While the music may have lasted, the band didn’t; they became as famous for their feuds and sibling rivalry as they were for their surly, in-yer-face demeanour. Oasis broke up a good ten years ago, but Liam and Noel Gallagher have both pursued successful solo careers.
I saw Blur, Pulp and a number of other Britpop bands perform in their ’90s pomp, but never got the chance to see Oasis, which I regret – so I didn’t need any persuading to snap up tickets for Liam Gallagher’s O2 concert.
What an atmosphere. If I’m honest, it reminded me of being at a football match when the home team is losing and it feels as though events could turn on a knife edge; the banter remains only just on the right side of good-natured. As soon as the lights went down and Gallagher strutted on to the stage, full cups of beer and water were being hurled across the arena (if you’ve ever wondered why you’re not allowed to take bottles of liquid with lids on into The O2, this is why).
With a “Yes, London!” Liam launched straight into ‘Rock ‘n’ Roll Star’, followed by ‘Halo’. He was his usual scowling self, alternately slouching and swaggering around the stage. As for the set, it was a great mix of old and new, tracks from Gallagher’s solo albums ‘As You Were’ and ‘Why Me? Why Not’ interspersed with classic Oasis tracks (although none of my favourites, alas).

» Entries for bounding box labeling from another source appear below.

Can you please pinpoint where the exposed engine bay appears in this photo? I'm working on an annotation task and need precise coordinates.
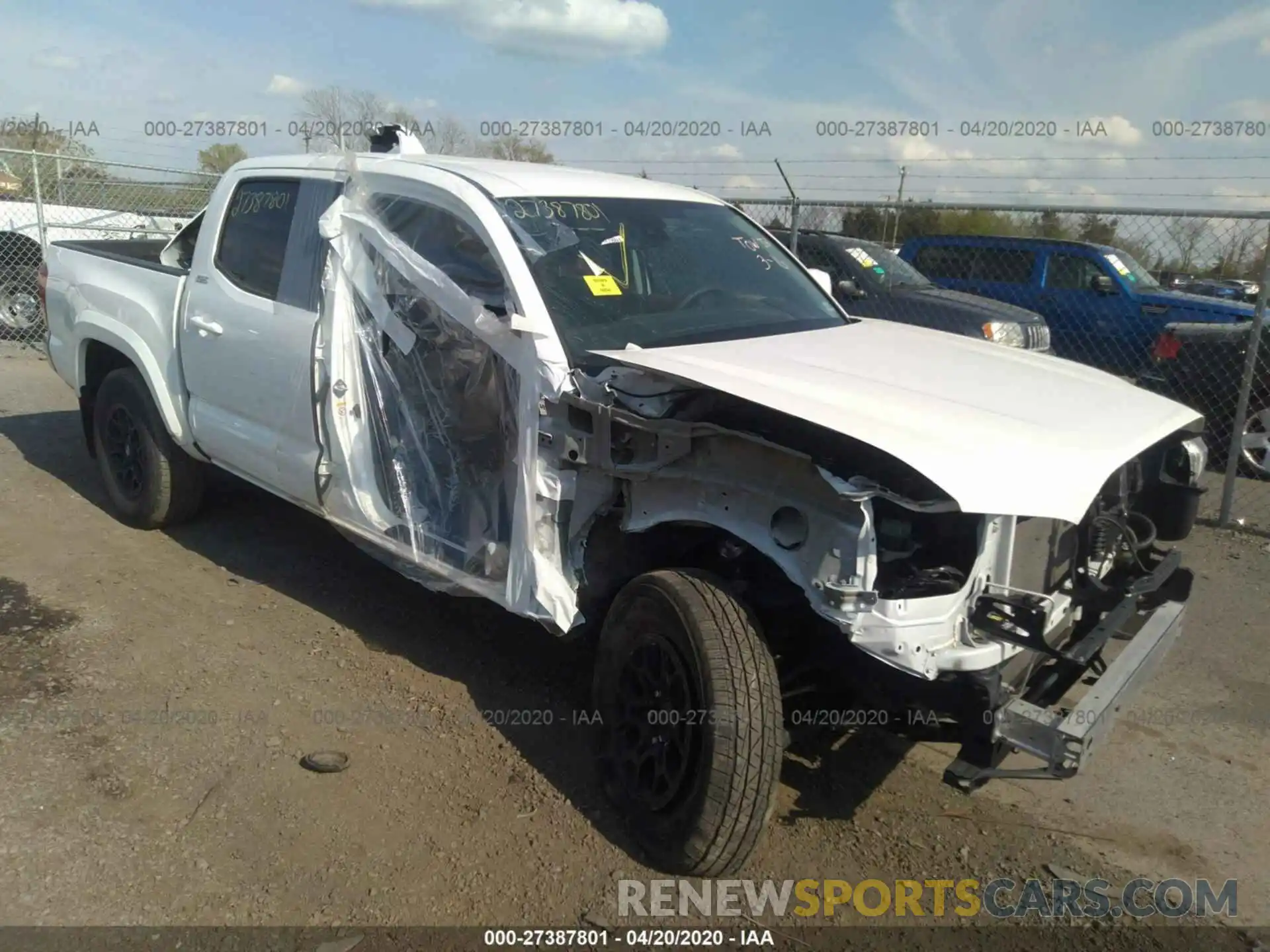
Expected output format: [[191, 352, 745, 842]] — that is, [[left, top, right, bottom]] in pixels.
[[540, 368, 1203, 695]]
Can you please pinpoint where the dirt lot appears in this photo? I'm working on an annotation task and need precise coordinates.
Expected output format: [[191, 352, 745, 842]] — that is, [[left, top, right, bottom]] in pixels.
[[0, 354, 1270, 948]]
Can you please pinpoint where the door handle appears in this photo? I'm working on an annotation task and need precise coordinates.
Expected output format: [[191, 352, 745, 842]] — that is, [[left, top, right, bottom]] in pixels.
[[189, 313, 225, 338]]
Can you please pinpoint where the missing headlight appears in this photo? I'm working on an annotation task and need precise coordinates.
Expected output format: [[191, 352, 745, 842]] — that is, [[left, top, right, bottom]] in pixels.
[[1160, 436, 1208, 486]]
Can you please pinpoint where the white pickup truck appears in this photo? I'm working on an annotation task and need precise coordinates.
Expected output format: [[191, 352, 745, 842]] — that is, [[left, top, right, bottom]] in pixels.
[[40, 136, 1205, 876]]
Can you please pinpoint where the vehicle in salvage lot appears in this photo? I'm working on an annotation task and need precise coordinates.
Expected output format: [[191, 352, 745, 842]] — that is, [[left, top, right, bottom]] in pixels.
[[899, 235, 1252, 374], [772, 230, 1050, 353], [1138, 323, 1270, 480], [42, 134, 1204, 876]]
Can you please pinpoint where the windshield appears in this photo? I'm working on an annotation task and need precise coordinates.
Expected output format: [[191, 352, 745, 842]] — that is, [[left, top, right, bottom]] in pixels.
[[838, 239, 933, 288], [497, 197, 851, 364], [1103, 249, 1160, 288]]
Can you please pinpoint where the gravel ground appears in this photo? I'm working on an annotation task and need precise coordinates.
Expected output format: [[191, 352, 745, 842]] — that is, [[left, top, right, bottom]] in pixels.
[[0, 356, 1270, 949]]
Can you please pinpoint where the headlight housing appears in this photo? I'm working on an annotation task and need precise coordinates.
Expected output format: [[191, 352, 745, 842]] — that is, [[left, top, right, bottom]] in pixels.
[[983, 321, 1027, 346], [1160, 436, 1208, 486]]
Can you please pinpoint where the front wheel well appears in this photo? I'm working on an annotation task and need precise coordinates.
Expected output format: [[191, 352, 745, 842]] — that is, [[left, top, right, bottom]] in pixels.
[[79, 340, 136, 458], [579, 510, 832, 643]]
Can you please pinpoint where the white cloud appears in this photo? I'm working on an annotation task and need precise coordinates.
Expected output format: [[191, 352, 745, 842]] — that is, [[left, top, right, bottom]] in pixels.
[[1089, 116, 1142, 146], [888, 136, 974, 163], [264, 72, 306, 97], [357, 0, 671, 60], [30, 50, 79, 70], [1227, 99, 1270, 122], [1213, 185, 1270, 211]]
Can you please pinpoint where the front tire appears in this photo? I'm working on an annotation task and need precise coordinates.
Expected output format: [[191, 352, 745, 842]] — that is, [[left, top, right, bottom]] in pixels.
[[93, 367, 203, 530], [595, 569, 784, 877]]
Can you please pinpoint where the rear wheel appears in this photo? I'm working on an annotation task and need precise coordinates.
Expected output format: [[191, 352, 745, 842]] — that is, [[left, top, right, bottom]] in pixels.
[[595, 570, 784, 876], [0, 276, 44, 342], [1240, 405, 1270, 480], [93, 367, 203, 530]]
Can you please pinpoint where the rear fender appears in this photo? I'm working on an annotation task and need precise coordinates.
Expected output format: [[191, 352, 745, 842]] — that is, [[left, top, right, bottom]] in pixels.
[[75, 321, 194, 450]]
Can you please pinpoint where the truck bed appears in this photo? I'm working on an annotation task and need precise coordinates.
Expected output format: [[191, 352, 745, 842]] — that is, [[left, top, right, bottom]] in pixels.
[[54, 239, 187, 274], [46, 239, 188, 406]]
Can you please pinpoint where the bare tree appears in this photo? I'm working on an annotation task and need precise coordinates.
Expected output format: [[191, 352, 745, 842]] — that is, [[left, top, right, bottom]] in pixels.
[[198, 142, 246, 175], [1213, 222, 1261, 278], [1168, 218, 1208, 272], [424, 116, 476, 155], [478, 136, 555, 165]]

There was a touching moment when Gallagher’s eighteen-year-old son, Gene, joined him on stage to play drums on ‘Down by the River’ (and a collective gulp from the audience, wondering where the years have gone. Oh God. We are all getting old).
The set ended, of course, with ‘Wonderwall’ – what else? – following which we were treated to not one, but two Oasis-themed encores, leaving us all very happy indeed. Good music – and good times.